Example: Encoding x = 6.5

First, we convert 6.5 into binary: - 6 = 4 + 2 = 2^2 + 2^1, so in binary: 110 - 0.5 = 2^{-1}, so in binary: 0.1

Thus, 6.5 in binary is 110.1.

To express this in normalized binary form, we rewrite it as:

6.5 = 1.101 \times 2^2

Here, the exponent e = 2, and the mantissa M = 1.101.

IEEE 754 uses a bias to store only non-negative exponent values. For double-precision (64-bit) floating-point numbers: - The exponent is stored using 11 bits, - The bias is 1023.

So the encoded exponent is:

e_{\text{encoded}} = e + \text{bias} = 2 + 1023 = 1025

This value (1025) is written in binary and stored in the 11-bit exponent field.

The mantissa stores only the fractional part after the leading 1 (which is implicit), so we store 101 (from 1.101) and pad it with zeros to fill the 52-bit mantissa field.

In a dynamic typed language such as Python, the interpreter must operate type checks at runtime for every operation. Then the associated set of instructions for this type should be loaded. Leaving aside typing in Python makes it accessible for beginners. However, this introduces a significant execution time overhead.

Remember

Type inference reduces runtime.

Hinting the type

In the Julia programming language, type information is not mandatory. Let us examine, from the software perspective, how providing hints to the type inference algorithm allows us to maximize fast executing. First, let’s try to understand what the type inference algorithm is trying to do.

a = 2
b = 3
a+b

How does the type inference algorithm proceed on this code snipped?

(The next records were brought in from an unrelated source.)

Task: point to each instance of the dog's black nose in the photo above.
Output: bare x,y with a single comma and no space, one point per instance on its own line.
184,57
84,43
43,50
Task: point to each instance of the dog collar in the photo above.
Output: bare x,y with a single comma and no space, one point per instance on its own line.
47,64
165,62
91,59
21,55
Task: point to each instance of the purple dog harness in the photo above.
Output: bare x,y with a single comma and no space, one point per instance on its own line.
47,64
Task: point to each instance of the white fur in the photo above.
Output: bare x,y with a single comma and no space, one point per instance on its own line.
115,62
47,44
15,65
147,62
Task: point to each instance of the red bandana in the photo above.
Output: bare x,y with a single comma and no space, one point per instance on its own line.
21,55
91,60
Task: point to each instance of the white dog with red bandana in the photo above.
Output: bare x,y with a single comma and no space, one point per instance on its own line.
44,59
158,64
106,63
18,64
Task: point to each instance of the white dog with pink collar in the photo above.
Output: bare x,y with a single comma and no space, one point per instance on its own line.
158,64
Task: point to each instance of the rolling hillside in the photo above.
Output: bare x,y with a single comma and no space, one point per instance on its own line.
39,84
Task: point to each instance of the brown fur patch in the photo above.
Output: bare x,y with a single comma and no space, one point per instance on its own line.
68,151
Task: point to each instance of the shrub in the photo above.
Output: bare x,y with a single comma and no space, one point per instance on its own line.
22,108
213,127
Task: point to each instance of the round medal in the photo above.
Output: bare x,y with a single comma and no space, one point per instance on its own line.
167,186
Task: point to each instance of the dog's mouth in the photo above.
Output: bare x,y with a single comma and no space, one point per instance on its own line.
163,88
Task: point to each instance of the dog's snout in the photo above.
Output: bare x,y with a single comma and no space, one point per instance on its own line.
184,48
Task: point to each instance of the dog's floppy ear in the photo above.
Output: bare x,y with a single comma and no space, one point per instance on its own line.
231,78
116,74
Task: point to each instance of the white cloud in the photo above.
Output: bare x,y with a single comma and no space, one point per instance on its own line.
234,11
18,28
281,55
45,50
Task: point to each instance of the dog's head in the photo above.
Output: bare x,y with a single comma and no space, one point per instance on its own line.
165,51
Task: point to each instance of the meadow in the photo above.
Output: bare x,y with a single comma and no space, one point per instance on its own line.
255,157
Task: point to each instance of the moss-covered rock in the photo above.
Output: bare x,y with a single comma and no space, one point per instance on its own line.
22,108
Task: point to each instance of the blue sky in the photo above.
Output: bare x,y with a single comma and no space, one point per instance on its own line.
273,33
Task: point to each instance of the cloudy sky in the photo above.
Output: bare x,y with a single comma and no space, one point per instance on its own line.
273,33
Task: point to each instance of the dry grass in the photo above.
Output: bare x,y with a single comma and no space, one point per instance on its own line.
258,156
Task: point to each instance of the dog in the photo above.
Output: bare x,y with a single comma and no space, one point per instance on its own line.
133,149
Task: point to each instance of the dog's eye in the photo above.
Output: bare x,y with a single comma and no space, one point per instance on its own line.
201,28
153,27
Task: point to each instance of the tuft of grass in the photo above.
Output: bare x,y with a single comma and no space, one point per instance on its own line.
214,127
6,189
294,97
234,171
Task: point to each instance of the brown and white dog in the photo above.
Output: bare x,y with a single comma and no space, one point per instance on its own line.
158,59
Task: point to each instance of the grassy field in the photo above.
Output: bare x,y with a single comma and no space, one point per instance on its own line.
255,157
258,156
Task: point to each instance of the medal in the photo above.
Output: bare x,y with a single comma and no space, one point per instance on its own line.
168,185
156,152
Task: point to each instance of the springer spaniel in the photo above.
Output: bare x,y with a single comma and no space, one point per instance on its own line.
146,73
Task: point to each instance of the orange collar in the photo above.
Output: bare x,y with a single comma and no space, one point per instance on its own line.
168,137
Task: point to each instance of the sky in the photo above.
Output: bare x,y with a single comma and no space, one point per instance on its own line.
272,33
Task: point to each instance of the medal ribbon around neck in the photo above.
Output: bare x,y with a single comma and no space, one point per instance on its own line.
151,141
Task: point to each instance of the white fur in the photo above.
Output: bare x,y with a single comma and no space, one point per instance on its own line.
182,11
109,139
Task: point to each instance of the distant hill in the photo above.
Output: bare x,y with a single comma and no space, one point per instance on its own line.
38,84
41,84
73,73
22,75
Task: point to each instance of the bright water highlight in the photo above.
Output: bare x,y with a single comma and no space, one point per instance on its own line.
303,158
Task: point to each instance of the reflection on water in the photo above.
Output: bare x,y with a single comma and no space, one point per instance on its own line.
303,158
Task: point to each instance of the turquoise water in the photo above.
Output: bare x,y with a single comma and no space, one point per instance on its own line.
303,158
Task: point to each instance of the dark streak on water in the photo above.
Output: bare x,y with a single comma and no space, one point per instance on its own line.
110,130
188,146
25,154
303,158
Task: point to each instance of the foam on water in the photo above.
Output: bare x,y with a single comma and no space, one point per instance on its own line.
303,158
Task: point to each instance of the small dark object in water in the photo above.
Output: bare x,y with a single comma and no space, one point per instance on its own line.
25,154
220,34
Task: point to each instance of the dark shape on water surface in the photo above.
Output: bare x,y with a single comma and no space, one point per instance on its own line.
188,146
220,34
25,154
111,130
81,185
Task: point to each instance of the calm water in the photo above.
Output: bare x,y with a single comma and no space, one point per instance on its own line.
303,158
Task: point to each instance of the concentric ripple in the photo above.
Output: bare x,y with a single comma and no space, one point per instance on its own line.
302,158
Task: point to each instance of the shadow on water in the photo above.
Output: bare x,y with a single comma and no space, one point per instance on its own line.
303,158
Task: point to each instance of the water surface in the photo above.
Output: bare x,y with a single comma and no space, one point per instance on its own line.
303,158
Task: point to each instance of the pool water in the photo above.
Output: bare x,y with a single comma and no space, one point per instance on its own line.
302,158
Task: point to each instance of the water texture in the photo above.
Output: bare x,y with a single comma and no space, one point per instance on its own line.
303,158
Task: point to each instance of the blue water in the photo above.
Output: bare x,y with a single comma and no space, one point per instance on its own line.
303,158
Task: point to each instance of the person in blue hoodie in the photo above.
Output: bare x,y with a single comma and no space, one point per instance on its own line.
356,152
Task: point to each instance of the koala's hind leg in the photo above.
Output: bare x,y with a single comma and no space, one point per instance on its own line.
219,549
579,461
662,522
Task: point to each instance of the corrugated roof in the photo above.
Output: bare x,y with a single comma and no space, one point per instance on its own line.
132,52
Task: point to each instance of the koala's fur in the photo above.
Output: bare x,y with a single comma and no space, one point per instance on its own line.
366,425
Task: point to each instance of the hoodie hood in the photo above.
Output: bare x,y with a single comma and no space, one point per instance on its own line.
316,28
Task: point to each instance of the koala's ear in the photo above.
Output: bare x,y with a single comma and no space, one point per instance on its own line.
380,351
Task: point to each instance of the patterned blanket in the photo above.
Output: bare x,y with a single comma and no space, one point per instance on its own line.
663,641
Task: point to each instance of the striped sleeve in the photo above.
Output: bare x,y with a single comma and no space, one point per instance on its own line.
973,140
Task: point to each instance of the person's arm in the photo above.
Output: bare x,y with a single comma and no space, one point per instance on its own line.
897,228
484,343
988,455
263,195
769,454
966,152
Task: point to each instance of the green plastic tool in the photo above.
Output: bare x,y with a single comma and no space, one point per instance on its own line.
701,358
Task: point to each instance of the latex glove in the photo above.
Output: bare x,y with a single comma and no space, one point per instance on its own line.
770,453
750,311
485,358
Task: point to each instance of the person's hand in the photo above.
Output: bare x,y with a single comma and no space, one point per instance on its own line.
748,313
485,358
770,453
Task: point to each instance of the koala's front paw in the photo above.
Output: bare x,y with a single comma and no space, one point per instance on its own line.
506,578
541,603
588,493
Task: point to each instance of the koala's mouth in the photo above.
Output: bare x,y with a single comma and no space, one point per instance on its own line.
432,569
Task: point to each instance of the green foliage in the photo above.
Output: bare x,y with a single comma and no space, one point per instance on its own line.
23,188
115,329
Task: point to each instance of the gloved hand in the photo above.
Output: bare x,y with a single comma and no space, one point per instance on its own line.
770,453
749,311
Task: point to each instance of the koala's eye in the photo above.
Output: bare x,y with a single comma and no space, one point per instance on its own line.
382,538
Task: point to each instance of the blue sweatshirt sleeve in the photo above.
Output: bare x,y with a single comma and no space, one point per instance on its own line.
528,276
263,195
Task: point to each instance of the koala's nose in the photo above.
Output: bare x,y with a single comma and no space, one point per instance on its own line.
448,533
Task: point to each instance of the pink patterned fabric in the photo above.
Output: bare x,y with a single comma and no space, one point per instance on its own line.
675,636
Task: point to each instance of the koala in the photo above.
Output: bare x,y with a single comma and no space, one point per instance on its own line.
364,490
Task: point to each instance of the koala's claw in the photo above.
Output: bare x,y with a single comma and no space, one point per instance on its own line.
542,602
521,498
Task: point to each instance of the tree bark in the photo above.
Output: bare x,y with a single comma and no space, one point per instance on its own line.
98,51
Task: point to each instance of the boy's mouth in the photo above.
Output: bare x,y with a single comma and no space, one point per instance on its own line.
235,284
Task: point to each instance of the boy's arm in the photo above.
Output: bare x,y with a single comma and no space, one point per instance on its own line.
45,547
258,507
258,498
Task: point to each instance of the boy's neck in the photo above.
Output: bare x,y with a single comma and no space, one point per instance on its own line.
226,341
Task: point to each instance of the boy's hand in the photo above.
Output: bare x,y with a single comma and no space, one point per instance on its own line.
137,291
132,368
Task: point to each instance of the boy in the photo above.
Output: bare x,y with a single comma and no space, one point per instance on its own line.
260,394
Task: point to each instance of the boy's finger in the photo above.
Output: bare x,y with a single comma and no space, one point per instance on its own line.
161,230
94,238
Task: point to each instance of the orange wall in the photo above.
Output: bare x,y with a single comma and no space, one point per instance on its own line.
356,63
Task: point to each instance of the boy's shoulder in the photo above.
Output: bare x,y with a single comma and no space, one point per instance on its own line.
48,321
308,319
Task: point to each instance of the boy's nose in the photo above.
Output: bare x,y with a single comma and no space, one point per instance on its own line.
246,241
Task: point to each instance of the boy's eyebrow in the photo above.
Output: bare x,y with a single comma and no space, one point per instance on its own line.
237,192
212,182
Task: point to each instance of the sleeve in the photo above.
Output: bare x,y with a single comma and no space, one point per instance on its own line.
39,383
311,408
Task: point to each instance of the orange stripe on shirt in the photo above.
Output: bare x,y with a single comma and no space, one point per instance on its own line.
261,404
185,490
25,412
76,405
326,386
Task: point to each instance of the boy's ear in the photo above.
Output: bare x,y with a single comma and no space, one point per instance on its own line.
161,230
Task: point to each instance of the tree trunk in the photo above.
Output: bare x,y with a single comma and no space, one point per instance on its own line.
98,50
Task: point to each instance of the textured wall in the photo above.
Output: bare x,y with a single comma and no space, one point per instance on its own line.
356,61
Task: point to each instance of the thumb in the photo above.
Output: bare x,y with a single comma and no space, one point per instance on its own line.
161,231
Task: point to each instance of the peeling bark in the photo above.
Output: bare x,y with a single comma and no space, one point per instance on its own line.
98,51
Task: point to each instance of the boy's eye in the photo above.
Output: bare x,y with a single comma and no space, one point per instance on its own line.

The value associated to a is the constant integer 2. The value associated to b is the constant integer 3. By the definition of the + operation on two integers, the result is an integer.

The type of a and b was found here by human knowledge. The type inference algorithm would have associated Any to both a and b. Indeed, the global scope of the REPL is too dynamic to be optimized. Further in thid section we will, thus, only consider type inference in functions.

function f(a,b)
    return a+b
end

f (generic function with 1 method)

Function f adds input variables a and b, for which no type hints are provided. Using @code_llvm, let us have a look at the associated CPU instructions for input variables of different types. The instructions generated by the compiler bellow are not in the Assembly language but in the intermediate representation (IR). It could be seen as a hardware agnostic Assembly language.

First, we run f to sum two integers, 1+2.

@code_llvm f(1,2)

; Function Signature: f(Int64, Int64)
;  @ In[4]:1 within `f`
define i64 @julia_f_8979(i64 signext %"a::Int64", i64 signext %"b::Int64") #0 {
top:
;  @ In[4]:2 within `f`
; ┌ @ int.jl:87 within `+`
   %0 = add i64 %"b::Int64", %"a::Int64"
; └
  ret i64 %0
}

Then, we run f to sum two floating point numbers, 1.5+2.5.

@code_llvm f(1.5,2.5)

; Function Signature: f(Float64, Float64)
;  @ In[4]:1 within `f`
define double @julia_f_9061(double %"a::Float64", double %"b::Float64") #0 {
top:
;  @ In[4]:2 within `f`
; ┌ @ float.jl:491 within `+`
   %0 = fadd double %"a::Float64", %"b::Float64"
; └
  ret double %0
}

How does the type of the input variables influence the type of the returned value?

The function f(Int64, Int64) produces an i64 in register %0. i64 refers to an integer value stored on 64 bits.

Similarly, f(Float64, Float64) produces a double. The term double is equivalent to Float64 which refers to a floating point number stored on 64 bits.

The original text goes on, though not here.